Uitspraak
1.Procesverloop in cassatie
2.Beoordeling van het cassatiemiddel
3.Beslissing
23 november 2021.
Hoge Raad
In deze zaak heeft de Hoge Raad op 23 november 2021 uitspraak gedaan in een cassatieprocedure tegen een arrest van het gerechtshof Arnhem-Leeuwarden. De zaak betreft valsheid in geschrift en verduistering, waarbij de verdachte een schadevergoedingsmaatregel opgelegd kreeg. De advocaat-generaal B.F. Keulen heeft geconcludeerd tot vernietiging van de bestreden uitspraak, maar alleen voor het gedeelte dat betrekking heeft op de vervangende hechtenis. De Hoge Raad heeft geoordeeld dat de totale duur van gijzeling, die kan worden opgelegd in het kader van de schadevergoedingsmaatregel, maximaal één jaar mag zijn, waarbij in deze specifieke zaak onder een jaar 360 dagen moet worden verstaan.
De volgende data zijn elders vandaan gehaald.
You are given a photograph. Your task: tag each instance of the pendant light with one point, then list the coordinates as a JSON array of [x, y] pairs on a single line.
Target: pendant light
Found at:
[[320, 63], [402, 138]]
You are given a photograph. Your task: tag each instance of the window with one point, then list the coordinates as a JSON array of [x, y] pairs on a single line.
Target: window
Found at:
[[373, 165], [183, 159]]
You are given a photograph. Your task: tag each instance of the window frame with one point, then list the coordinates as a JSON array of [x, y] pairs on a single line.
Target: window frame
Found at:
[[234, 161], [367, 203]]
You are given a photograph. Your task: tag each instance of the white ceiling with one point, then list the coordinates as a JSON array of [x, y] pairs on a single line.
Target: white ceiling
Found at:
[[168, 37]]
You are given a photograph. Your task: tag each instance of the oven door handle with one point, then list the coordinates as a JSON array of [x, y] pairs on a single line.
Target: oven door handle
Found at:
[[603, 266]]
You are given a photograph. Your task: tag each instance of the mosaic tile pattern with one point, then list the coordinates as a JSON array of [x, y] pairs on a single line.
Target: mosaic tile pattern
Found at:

Dit is in lijn met eerdere uitspraken van de Hoge Raad. De Hoge Raad heeft de uitspraak van het hof vernietigd voor zover deze betrekking had op de vervangende hechtenis en heeft zelf bepaald dat gijzeling kan worden toegepast voor de duur van ten hoogste een jaar. Het beroep is voor het overige verworpen.